The goal of dimensionsR is to gather metadata about publications, grants, policy documents,
and clinical trials from DS Dimensions using DSL API.
http://github.com/massimoaria/dimensionsR
by Massimo Aria
Full Professor in Social Statistics
PhD in Computational Statistics
Laboratory and Research Group STAD Statistics, Technology, Data Analysis
Department of Economics and Statistics
University of Naples Federico II
email [email protected]
You can install the developer version of the dimensionsR from GitHub with:
install.packages("devtools")
devtools::install_github("massimoaria/dimensionsR")
You can install the released version of dimensionsR from CRAN with:
install.packages("dimensionsR")
library(dimensionsR)
Imagine, we want to download a metadata collection of journal articles which (1) have used bibliometric approaches in their researches, (2) have been published for the past 20 years (3) and have been written in the English language.
The workflow mainly consists of five steps:
-
Generate a valid token
-
Write the query
-
Check the effectiveness of the query
-
Download the collection of document metadata
-
Convert the download object into a "readable" and and "usable" format
The access to DS Dimensions API system (https://www.dimensions.ai/) requires an "API token". Dimensions provides free data access for scientometric research projects, but you have to submit a request to obtain valid credentials (to generate API tokens) at https://digital-science.ccgranttracker.com/.
Once your request is approved, you can generate a valid token using the function dsAuth with your dimensions credentials or your dimensions API key.
token <- dsAuth(username = "your_username", password = "your_password")
token <- dsAuth(key = "your_apikey")
The token is temporary and needs to be generated again after a few hours.
Dimensions defined a custom query language called Dimensions Search Language (DSL).
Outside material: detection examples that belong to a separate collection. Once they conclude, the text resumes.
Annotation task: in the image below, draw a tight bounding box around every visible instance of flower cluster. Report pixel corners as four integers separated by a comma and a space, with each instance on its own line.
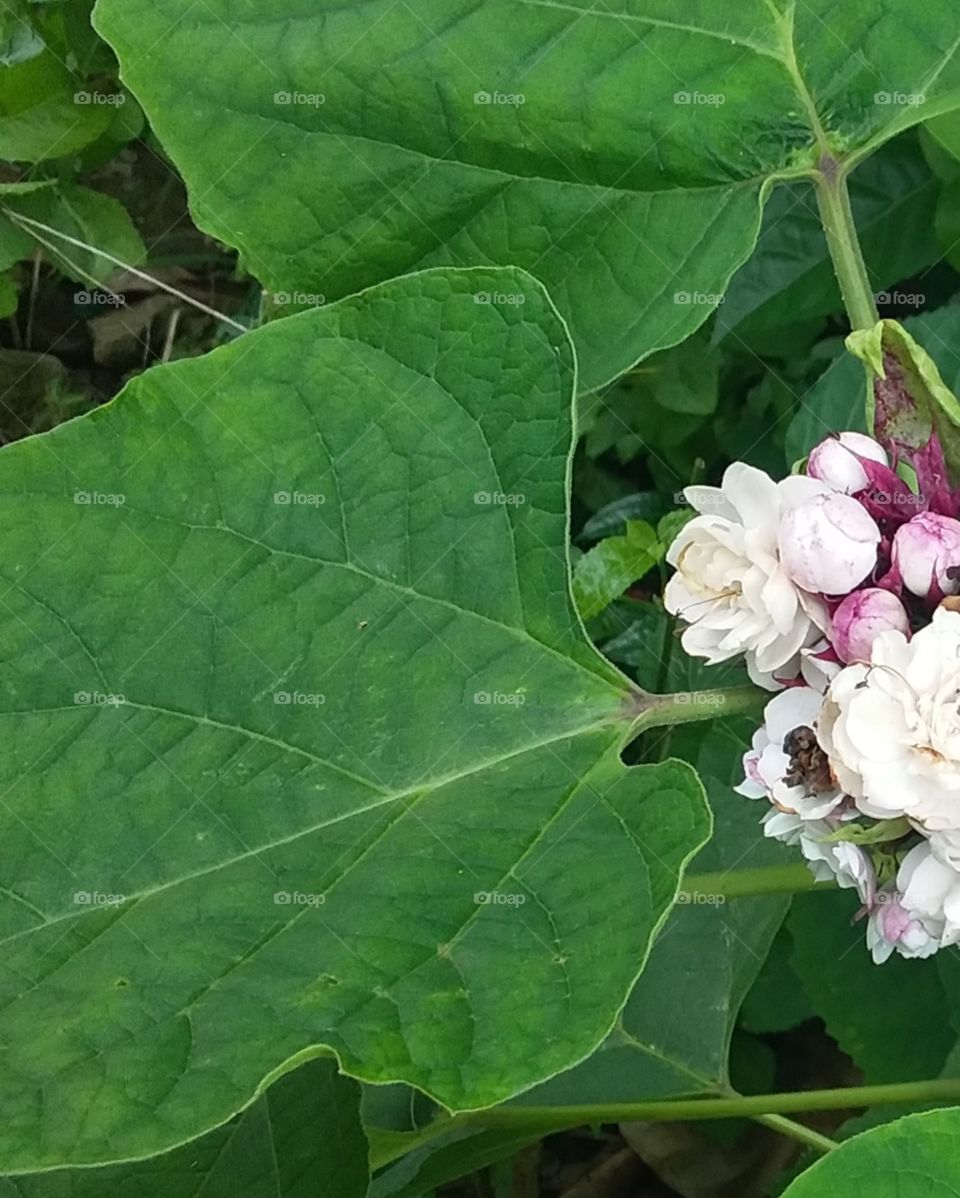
664, 432, 960, 962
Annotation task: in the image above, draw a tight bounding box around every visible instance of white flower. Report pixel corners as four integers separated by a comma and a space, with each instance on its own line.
779, 492, 880, 595
896, 841, 960, 946
664, 462, 828, 690
801, 641, 843, 695
893, 512, 960, 598
762, 810, 876, 907
735, 686, 844, 819
816, 607, 960, 833
867, 888, 940, 966
807, 432, 889, 495
831, 587, 910, 662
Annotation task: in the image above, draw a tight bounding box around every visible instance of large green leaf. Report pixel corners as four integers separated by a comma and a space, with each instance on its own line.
783, 1109, 960, 1198
0, 1059, 369, 1198
91, 0, 960, 387
0, 270, 710, 1169
372, 720, 790, 1198
500, 720, 789, 1106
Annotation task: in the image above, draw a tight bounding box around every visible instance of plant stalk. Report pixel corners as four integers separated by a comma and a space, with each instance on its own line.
372, 1077, 960, 1168
816, 153, 880, 329
754, 1115, 840, 1152
677, 861, 835, 903
632, 686, 769, 733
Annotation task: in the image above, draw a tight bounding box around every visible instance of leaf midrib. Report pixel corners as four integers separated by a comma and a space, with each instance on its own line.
0, 700, 618, 945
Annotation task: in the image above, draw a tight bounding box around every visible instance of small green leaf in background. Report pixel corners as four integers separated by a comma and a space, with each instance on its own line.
0, 0, 43, 67
573, 520, 666, 619
0, 1059, 369, 1198
0, 53, 111, 162
714, 137, 939, 342
96, 0, 960, 389
783, 1102, 960, 1198
0, 183, 146, 286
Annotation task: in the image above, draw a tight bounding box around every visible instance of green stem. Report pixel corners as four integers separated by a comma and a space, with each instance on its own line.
816, 153, 880, 329
373, 1077, 960, 1168
448, 1077, 960, 1132
632, 686, 769, 733
754, 1115, 840, 1152
677, 861, 833, 903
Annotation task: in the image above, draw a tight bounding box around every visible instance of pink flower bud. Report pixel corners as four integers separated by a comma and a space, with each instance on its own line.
893, 512, 960, 598
807, 432, 889, 495
778, 491, 880, 595
831, 587, 910, 665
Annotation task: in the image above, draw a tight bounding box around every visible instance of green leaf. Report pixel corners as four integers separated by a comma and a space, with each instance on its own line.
739, 927, 816, 1035
0, 53, 110, 162
578, 491, 669, 540
500, 721, 789, 1106
787, 890, 955, 1084
0, 271, 20, 320
0, 270, 710, 1170
0, 183, 146, 286
783, 1109, 960, 1198
0, 0, 43, 67
96, 0, 960, 389
786, 304, 960, 462
714, 138, 940, 340
573, 520, 666, 619
0, 1059, 369, 1198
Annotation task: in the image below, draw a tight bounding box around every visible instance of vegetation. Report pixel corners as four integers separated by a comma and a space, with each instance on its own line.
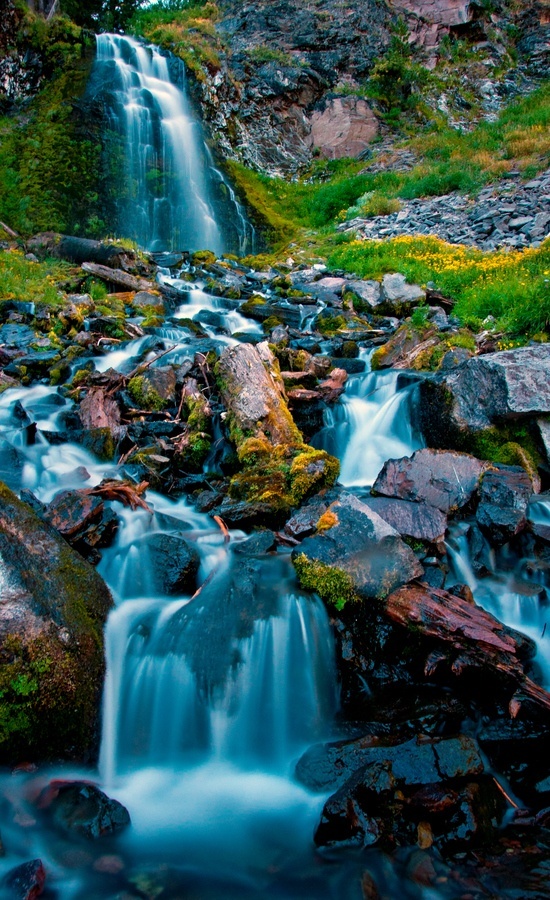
0, 7, 106, 237
0, 250, 71, 308
129, 0, 223, 81
329, 236, 550, 335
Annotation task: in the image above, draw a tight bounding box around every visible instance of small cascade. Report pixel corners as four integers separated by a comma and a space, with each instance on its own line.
101, 533, 336, 782
446, 520, 550, 690
93, 34, 253, 255
312, 354, 423, 487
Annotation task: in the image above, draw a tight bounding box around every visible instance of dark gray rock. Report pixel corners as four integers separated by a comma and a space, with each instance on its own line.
233, 531, 276, 557
292, 493, 423, 599
363, 497, 447, 542
372, 449, 489, 514
476, 466, 533, 546
296, 735, 484, 791
46, 781, 130, 839
141, 534, 200, 595
0, 859, 46, 900
420, 344, 550, 444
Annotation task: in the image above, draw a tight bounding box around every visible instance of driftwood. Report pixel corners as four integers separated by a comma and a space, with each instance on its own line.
82, 262, 182, 303
82, 262, 156, 291
87, 478, 153, 513
385, 584, 550, 718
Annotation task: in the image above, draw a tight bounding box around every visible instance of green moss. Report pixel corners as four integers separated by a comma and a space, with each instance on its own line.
293, 553, 359, 610
128, 375, 166, 411
456, 423, 542, 476
290, 445, 340, 506
315, 316, 346, 334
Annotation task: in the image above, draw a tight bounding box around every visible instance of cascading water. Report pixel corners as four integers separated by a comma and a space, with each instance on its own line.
89, 34, 253, 255
312, 353, 423, 487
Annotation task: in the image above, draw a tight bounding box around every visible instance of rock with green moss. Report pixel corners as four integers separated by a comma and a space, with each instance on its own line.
217, 343, 339, 513
422, 344, 550, 444
0, 483, 113, 763
292, 493, 423, 609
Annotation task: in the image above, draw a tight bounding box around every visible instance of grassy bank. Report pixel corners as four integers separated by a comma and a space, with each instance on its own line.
328, 237, 550, 340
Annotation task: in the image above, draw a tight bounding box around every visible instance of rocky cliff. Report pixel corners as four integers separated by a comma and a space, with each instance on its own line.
175, 0, 550, 174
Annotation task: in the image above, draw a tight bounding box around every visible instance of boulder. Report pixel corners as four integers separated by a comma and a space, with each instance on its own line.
421, 344, 550, 446
476, 466, 533, 546
140, 534, 200, 595
44, 781, 130, 839
0, 484, 113, 763
307, 96, 378, 159
372, 449, 489, 514
296, 735, 484, 791
346, 281, 381, 310
363, 497, 447, 543
292, 493, 423, 609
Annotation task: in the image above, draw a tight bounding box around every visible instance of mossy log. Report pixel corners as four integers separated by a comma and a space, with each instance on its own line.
216, 342, 339, 511
0, 482, 113, 763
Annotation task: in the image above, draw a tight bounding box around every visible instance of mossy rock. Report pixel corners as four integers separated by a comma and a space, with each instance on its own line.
0, 483, 113, 764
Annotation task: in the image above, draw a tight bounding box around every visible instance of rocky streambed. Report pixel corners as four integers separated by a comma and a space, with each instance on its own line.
0, 236, 550, 898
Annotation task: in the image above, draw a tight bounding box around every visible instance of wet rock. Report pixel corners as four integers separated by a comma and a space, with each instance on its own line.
346, 281, 381, 310
0, 485, 112, 763
363, 497, 447, 543
0, 323, 36, 350
0, 859, 46, 900
214, 497, 285, 529
384, 584, 550, 718
292, 493, 423, 609
296, 735, 484, 791
372, 325, 440, 370
421, 344, 550, 445
138, 366, 176, 404
332, 356, 366, 375
131, 291, 164, 314
140, 534, 200, 594
372, 449, 489, 514
43, 491, 104, 538
476, 466, 533, 546
42, 781, 130, 839
233, 531, 275, 556
78, 387, 120, 435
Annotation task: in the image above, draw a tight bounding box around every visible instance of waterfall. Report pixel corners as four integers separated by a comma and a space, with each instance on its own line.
101, 529, 336, 782
93, 34, 252, 255
312, 360, 423, 487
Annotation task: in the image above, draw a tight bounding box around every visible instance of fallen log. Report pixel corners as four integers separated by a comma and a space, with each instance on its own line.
82, 262, 157, 291
385, 584, 550, 718
82, 262, 183, 303
27, 231, 129, 267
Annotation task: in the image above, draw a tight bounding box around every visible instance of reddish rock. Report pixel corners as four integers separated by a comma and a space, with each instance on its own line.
78, 387, 120, 433
384, 584, 550, 718
308, 96, 378, 159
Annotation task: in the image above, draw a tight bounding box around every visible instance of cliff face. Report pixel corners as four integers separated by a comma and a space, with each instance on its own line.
182, 0, 550, 174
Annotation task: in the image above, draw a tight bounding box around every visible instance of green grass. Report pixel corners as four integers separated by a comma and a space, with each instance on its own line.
223, 80, 550, 246
0, 250, 74, 307
328, 237, 550, 336
128, 0, 223, 81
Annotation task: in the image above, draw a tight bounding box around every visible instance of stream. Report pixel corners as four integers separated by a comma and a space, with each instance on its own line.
0, 28, 550, 900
You can choose to write a valid query using that language or, in alternaative, using the function dsQueryBuild.
dsQueryBuild generates a valid query, written following the Dimensions Search Language (DSL), from a set of search parameters provided by the user.
Following our example, we have to define a query to download metadata about: (1) a set of journal articles which (2) have used bibliometric approaches in their researches, (4) in the field of management sciences, (3) and have been published for the past 20 years.
To write that query, we should set the function arguments as following:
-
a set of journal articles
item = "publications"
type = "articles"
-
have used bibliometric approaches in their researches
words = "bibliometric*"
-
in the field of management sciences
categories = "management"
-
documents published from 2000 to 2020:
start_year = 2000
end_year = 2020
-
and finally, export the following fields
output_fields = c("basics", "extras", "authors", "concepts")
(you could also export all database fields setting output_fields = "all")
Passing all these arguments to the function dsQueryBuild, we obtain the final query:
query <- dsQueryBuild(item = "publications",
words = "bibliometric*",
type = "article",
categories = "management",
start_year = 1980, end_year = 2020,
output_fields = c("basics", "extras", "authors", "concepts"))
query
# "search publications in title_abstract_only for \"\\\"bibliometric*\\\"\" where year in [ 1980 : 2020 ] and type in [ \"article\" ] and (category_for.name ~\"management\") return publications[type + basics + extras + authors + concepts]"
A complete list of output items is available at https://docs.dimensions.ai/dsl/data-sources.html
Now, we want to know how many documents could be retrieved by our query.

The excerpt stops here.